Ekses dari semua ini adalah sering dibicarakan orang banyak, bahkan sampai terjadi sengketa tanah sampai berlarut ke Pengadilan, sehingga bisa menghilangkan simpati umat Islam terhadap Lembaga Perwakafan itu sendiri, bahkan sampai bisa mendiskreditkan Agama Islam sendiri.

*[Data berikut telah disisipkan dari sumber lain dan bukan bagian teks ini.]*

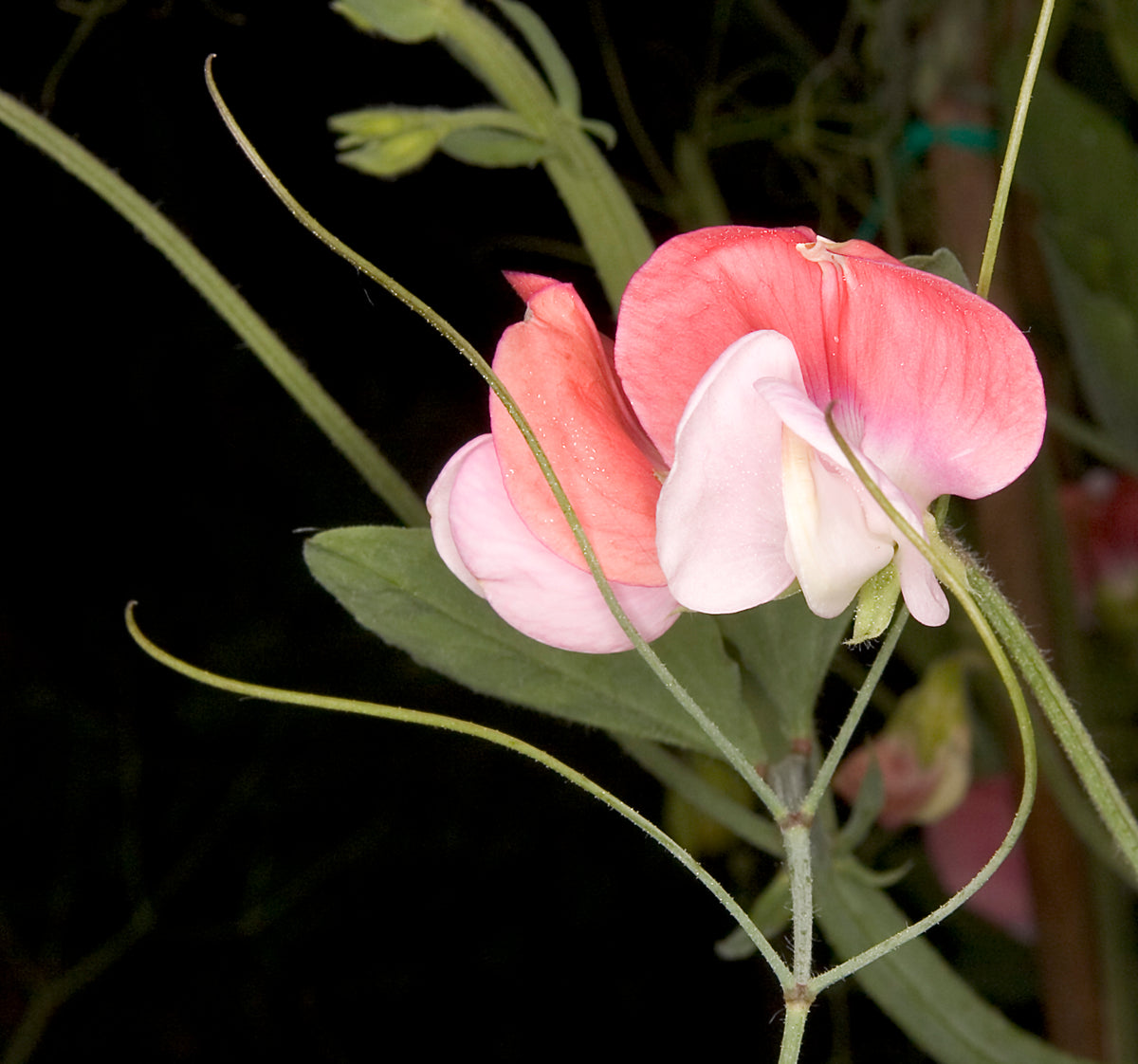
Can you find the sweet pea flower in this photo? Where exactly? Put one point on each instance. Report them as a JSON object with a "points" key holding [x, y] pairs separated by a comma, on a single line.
{"points": [[733, 342], [498, 526]]}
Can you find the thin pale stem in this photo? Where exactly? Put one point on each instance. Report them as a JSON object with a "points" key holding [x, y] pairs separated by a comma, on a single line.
{"points": [[220, 294], [798, 1011], [1016, 137], [1076, 743], [612, 229], [486, 734]]}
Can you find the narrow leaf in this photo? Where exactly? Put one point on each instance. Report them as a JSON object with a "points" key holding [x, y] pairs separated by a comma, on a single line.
{"points": [[557, 67], [786, 650], [409, 22], [393, 581]]}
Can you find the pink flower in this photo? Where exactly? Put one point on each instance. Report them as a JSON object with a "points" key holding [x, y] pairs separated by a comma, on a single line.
{"points": [[731, 345], [1101, 515], [496, 523], [961, 843], [925, 755], [732, 342]]}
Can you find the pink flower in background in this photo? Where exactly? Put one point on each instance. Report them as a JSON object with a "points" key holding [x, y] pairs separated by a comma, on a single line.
{"points": [[1101, 515], [961, 845], [731, 345], [925, 755]]}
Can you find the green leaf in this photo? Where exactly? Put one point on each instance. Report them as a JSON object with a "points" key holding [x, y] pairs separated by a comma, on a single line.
{"points": [[942, 263], [557, 67], [786, 650], [409, 22], [393, 581], [1082, 168], [1103, 336], [914, 985], [486, 147]]}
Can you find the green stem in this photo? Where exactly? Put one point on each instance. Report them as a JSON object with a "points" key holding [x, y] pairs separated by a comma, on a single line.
{"points": [[953, 573], [220, 294], [610, 227], [800, 871], [1070, 731], [697, 791], [486, 734], [798, 1011], [731, 752], [1019, 120]]}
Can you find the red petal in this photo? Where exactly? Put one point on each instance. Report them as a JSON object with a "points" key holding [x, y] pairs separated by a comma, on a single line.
{"points": [[944, 382], [559, 371], [693, 299]]}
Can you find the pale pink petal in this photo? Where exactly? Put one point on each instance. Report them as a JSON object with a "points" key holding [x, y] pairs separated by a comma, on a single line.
{"points": [[559, 371], [722, 523], [438, 506], [829, 544], [834, 549], [960, 846], [482, 539]]}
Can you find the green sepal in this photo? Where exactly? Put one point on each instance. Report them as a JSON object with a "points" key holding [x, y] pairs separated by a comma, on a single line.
{"points": [[393, 581], [876, 602], [409, 22], [943, 263]]}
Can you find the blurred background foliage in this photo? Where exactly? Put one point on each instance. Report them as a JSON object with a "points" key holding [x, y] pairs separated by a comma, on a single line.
{"points": [[191, 877]]}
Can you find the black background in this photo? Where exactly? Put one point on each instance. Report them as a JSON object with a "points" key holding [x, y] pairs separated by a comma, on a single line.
{"points": [[324, 888]]}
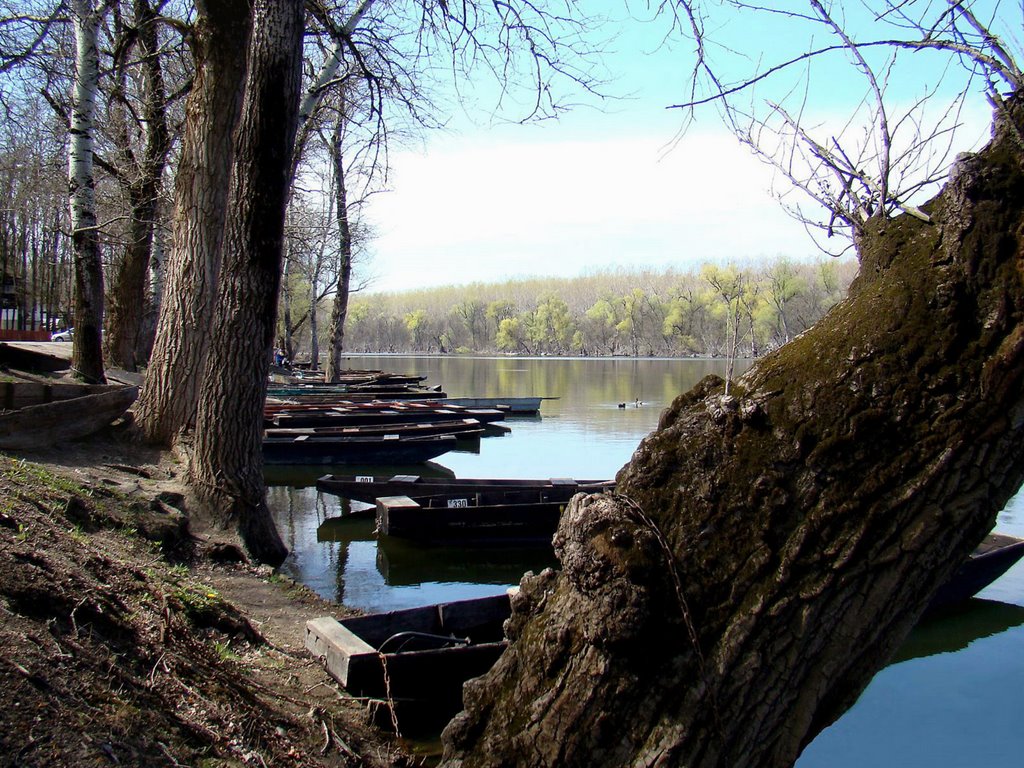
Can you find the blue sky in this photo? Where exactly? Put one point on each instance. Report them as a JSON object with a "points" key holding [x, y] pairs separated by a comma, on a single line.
{"points": [[608, 185]]}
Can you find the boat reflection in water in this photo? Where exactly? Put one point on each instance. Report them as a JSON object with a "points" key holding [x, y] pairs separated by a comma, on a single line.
{"points": [[955, 629]]}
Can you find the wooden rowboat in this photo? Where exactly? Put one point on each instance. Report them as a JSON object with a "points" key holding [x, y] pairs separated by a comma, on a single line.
{"points": [[469, 519], [369, 487], [993, 557], [36, 415], [428, 652], [465, 428]]}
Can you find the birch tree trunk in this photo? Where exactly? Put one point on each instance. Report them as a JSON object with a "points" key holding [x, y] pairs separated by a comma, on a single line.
{"points": [[226, 467], [339, 309], [768, 551], [126, 343], [167, 402], [87, 355]]}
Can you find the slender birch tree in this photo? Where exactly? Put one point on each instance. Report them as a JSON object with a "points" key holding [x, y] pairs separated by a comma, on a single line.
{"points": [[87, 356], [167, 403]]}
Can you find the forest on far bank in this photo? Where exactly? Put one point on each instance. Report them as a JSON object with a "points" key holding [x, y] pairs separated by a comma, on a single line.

Atas dasar kenyataan tersebut maka disusun dan ditetapkan PP di atas tentang perwakafan tanah milik. Hal ini untuk meletakkan dasar hukum Perwakafan yang lebih kuat. Peraturan Pemerintah tersebut  didasarkan pada pasal 49 ayat 3 UUPA yang berbunyi: “Perwakafan dilindungi dan diatur dengan Peraturan Pemerintah”. Sedang UUPA sendiri didasarkan pada UUD 1945 pasal 33 ayat 3 yang berbunyi: “Bumi, air, angkasa dan kekayaan alam yang terkandung di dalamnya dikuasai oleh negara dan dipergunakan untuk sebesar-besar kemakmuran rakyatnya”.
2.   Latar Belakang Lahirnya Badan Wakaf  Indonesia (BWI)
Badan Wakaf Indonesia (BWI), merupakan badan baru yang dibentuk pemerintah Republik Indonesia berdasarkan amanat Undang-Undang No. 41 Tahun 2004 Tentang Wakaf. Badan ini secara spesifik bertugas mengembangkan pengelolaan perwakafan di Indonesia ke arah yang profesional dan modern sehingga menghasilkan manfaat wakaf yang dapat mensejahterakan umat.[8]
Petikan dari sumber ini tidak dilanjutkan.